# Gum Rubber or Theraband



## bleachbone (Nov 15, 2010)

As some of you may know i started selling things on this forum, and i am in the process of getting a website up and running. i am going to sell bandsets and i was wondering which rubber was better. if i get gum rubber it will be 1/16" thick but i currently have theraband. Which one do you guys think is better


----------



## e~shot (Jun 3, 2010)

I have used both, Thera Gold long-last than gum rubber


----------



## M.J (Nov 1, 2010)

It seems like everybody makes and sells Theraband, maybe you could carve out a niche with quality, high performance gum rubber.
I like gum rubber and surgical latex way more than Thera, smoother draw and better feel. I know Thera can be made more powerful, but I'm mostly interested in hitting targets, not blowing them up.


----------



## Henry the Hermit (Jun 2, 2010)

I had some serious quality problems with the gum rubber I bought from Amazon, but the FDA approved latex I got from Rubber Sheet Roll (http://www.rubbershe...da-approved.htm) has been very high quality.

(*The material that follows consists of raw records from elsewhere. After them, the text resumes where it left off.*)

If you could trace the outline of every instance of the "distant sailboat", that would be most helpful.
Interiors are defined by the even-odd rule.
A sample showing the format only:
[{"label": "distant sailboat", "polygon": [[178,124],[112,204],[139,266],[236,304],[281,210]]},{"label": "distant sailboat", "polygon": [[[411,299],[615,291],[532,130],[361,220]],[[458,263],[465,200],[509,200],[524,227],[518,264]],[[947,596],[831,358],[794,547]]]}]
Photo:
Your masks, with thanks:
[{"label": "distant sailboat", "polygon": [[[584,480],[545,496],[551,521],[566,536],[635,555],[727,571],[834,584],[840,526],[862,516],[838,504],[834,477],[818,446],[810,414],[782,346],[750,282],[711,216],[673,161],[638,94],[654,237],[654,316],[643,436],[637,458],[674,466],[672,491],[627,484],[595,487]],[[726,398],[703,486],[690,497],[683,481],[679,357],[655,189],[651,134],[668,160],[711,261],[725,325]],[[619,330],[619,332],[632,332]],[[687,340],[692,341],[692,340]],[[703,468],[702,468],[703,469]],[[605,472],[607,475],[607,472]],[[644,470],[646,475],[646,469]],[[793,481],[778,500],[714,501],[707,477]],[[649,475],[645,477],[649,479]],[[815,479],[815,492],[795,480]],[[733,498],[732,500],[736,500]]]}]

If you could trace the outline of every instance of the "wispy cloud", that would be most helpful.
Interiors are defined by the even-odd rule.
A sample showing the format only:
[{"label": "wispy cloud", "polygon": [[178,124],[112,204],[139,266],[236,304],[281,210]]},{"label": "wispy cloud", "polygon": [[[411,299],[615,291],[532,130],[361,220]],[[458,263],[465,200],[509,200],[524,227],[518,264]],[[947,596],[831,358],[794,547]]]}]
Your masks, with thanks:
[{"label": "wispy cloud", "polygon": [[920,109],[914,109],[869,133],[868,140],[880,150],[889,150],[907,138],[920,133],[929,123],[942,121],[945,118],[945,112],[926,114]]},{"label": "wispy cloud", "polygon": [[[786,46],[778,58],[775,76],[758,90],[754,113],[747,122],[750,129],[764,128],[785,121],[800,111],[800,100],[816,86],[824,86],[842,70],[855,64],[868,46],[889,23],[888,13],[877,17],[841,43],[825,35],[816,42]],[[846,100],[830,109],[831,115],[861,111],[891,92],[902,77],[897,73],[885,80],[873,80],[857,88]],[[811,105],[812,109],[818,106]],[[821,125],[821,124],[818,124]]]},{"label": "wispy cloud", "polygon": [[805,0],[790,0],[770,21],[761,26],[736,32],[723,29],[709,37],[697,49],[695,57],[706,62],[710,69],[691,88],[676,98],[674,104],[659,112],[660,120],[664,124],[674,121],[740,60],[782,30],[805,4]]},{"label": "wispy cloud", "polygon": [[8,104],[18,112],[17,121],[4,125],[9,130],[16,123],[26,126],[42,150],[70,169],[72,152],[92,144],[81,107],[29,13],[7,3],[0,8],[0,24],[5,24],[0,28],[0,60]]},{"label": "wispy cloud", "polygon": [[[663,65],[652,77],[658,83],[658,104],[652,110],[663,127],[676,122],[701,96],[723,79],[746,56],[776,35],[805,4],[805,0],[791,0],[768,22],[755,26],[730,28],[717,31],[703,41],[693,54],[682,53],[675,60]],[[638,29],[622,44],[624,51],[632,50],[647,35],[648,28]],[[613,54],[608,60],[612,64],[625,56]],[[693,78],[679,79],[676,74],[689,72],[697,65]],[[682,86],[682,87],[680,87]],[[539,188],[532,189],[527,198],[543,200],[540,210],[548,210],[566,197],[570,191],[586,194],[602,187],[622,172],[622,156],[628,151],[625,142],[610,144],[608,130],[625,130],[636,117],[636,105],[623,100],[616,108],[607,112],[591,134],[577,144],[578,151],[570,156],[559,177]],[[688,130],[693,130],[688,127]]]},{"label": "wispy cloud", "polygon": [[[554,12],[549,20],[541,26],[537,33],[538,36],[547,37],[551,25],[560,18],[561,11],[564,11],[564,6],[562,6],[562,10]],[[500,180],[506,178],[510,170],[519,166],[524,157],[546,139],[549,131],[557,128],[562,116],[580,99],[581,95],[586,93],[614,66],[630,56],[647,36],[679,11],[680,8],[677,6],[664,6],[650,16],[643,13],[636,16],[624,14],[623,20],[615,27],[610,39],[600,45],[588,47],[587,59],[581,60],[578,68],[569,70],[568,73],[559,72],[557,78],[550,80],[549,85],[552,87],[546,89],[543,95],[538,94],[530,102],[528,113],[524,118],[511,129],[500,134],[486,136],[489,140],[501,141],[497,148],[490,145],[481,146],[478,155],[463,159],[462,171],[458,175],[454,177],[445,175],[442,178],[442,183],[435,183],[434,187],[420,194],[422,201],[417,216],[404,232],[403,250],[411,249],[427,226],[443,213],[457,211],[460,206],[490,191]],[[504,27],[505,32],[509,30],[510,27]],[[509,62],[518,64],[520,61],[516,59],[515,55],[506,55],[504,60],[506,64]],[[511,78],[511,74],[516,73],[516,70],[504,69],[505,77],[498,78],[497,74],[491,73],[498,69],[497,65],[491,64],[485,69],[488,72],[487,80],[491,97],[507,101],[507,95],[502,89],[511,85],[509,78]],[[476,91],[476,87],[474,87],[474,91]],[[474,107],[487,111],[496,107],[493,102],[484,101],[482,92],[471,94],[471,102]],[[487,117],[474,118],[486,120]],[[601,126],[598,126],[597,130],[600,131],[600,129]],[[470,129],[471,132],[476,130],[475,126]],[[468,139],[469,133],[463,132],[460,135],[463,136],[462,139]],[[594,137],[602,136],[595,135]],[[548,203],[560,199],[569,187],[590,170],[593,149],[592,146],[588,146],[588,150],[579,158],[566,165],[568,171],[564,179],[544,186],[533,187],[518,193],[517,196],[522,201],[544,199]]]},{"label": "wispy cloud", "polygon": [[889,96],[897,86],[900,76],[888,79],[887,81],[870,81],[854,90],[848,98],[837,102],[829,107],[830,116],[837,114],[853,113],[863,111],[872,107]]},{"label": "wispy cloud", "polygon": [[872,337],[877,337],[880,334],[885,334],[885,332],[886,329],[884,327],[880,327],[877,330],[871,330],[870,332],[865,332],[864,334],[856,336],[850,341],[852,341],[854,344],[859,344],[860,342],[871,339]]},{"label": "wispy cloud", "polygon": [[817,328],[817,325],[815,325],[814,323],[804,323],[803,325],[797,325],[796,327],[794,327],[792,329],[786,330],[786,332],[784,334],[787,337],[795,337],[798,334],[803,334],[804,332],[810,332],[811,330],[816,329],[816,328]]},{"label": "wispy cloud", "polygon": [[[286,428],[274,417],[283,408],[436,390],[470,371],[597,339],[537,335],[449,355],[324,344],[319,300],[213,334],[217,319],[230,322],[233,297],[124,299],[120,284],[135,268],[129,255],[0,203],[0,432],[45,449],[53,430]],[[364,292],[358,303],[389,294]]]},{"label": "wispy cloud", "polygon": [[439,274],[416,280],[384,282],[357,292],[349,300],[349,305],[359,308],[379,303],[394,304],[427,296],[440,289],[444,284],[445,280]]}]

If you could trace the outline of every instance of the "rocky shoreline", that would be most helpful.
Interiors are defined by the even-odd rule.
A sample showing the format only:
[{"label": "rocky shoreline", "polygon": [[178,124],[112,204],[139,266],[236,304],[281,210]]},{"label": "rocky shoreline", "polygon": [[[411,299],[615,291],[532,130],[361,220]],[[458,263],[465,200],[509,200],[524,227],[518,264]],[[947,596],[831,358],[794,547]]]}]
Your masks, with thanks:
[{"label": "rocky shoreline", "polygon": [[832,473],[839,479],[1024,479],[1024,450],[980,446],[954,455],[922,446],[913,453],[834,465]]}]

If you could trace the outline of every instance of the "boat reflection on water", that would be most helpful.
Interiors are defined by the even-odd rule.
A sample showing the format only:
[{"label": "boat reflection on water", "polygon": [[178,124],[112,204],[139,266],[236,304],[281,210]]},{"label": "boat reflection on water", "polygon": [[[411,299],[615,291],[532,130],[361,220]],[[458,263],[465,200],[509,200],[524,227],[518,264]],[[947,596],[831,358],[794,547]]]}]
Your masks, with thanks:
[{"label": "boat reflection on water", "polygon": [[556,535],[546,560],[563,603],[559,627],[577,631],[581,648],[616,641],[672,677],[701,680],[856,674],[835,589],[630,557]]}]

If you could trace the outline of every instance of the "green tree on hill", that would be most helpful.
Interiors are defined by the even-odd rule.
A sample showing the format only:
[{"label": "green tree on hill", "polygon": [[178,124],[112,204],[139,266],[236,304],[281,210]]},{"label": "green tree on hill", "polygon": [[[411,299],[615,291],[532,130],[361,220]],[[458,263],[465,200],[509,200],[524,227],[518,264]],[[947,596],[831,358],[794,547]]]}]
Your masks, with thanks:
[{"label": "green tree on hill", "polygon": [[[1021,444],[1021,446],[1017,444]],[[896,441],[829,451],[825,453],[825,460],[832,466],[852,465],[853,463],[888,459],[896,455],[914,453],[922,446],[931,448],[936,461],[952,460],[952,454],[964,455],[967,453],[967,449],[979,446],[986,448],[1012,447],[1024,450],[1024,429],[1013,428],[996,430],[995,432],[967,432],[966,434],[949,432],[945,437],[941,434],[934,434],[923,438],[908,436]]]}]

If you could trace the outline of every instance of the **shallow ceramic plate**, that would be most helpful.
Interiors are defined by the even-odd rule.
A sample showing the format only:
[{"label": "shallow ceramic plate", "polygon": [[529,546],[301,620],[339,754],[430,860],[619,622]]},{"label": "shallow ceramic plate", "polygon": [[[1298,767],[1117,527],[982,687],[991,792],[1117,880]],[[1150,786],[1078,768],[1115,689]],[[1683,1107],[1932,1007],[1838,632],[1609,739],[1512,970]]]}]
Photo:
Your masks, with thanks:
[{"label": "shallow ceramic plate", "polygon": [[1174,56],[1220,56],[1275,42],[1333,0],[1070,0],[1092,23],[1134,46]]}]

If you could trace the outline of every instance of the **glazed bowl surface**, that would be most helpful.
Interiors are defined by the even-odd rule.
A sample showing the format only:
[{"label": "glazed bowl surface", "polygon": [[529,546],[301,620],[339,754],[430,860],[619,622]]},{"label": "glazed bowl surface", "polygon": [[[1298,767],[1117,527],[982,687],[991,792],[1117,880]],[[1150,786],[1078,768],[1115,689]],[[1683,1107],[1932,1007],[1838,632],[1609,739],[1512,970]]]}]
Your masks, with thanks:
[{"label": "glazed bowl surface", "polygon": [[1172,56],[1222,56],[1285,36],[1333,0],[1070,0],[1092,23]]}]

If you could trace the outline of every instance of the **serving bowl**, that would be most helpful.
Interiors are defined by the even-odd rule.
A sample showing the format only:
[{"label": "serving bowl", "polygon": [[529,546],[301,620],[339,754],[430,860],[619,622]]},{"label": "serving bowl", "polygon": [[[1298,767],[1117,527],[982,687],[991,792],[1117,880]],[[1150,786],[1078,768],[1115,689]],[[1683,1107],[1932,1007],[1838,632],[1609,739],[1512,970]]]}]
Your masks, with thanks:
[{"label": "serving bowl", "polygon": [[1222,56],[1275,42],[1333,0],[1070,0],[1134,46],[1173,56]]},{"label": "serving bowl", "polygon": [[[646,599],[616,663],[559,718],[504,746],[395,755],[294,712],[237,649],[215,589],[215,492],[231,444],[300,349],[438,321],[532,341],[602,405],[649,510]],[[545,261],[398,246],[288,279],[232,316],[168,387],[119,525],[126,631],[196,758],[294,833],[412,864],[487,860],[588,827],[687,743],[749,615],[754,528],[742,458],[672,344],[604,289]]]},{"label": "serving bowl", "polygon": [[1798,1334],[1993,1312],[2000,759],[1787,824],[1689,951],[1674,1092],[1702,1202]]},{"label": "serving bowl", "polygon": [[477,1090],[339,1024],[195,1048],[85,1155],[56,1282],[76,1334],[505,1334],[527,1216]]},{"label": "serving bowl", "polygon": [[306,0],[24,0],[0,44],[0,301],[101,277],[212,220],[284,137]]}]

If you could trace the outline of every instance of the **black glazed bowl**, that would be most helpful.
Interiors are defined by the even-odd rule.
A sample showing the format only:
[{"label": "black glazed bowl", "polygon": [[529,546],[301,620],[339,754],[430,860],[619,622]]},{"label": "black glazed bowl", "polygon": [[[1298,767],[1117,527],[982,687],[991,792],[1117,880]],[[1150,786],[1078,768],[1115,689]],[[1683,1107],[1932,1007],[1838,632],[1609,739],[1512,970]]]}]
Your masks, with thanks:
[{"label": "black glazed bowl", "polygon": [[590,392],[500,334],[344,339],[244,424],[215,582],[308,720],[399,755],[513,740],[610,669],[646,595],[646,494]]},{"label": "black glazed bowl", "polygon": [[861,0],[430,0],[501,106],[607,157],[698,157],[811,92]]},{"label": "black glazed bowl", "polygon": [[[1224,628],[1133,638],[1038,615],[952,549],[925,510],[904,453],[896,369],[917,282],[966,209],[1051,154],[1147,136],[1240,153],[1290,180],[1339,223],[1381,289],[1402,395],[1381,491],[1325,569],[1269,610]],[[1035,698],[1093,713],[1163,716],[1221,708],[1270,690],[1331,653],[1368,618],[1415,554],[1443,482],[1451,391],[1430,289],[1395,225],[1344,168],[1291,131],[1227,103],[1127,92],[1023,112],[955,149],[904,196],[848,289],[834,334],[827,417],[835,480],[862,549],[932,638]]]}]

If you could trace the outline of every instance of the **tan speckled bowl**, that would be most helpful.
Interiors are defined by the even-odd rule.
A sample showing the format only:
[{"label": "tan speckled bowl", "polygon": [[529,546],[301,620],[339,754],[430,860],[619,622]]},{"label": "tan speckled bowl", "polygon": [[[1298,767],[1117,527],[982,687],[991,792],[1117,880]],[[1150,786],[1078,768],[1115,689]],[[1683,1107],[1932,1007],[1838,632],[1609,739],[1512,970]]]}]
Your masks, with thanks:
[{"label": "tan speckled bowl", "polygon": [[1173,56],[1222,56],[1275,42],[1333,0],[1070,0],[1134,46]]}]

Since Tex and Flatband will be serious competition in thin latex and Flatband pretty much has the gum rubber and linatex market, you could go for the macho crowd and make some seriously heavy .050 latex bandsets. I got 180+ fps with a 175 grain .50 cal lead ball using a double set of 1 x .75 inch .050 latex. The draw weight was about 25 lbs at 30 inches/relaxed pull length = 8 inches, which at this stage of my "getting back in shape" campaign is at the upper limit of my capabilities. With the right taper and a 30 lbs+ draw weight, I think 200+ fps with .50 cal lead is achievable with latex.


----------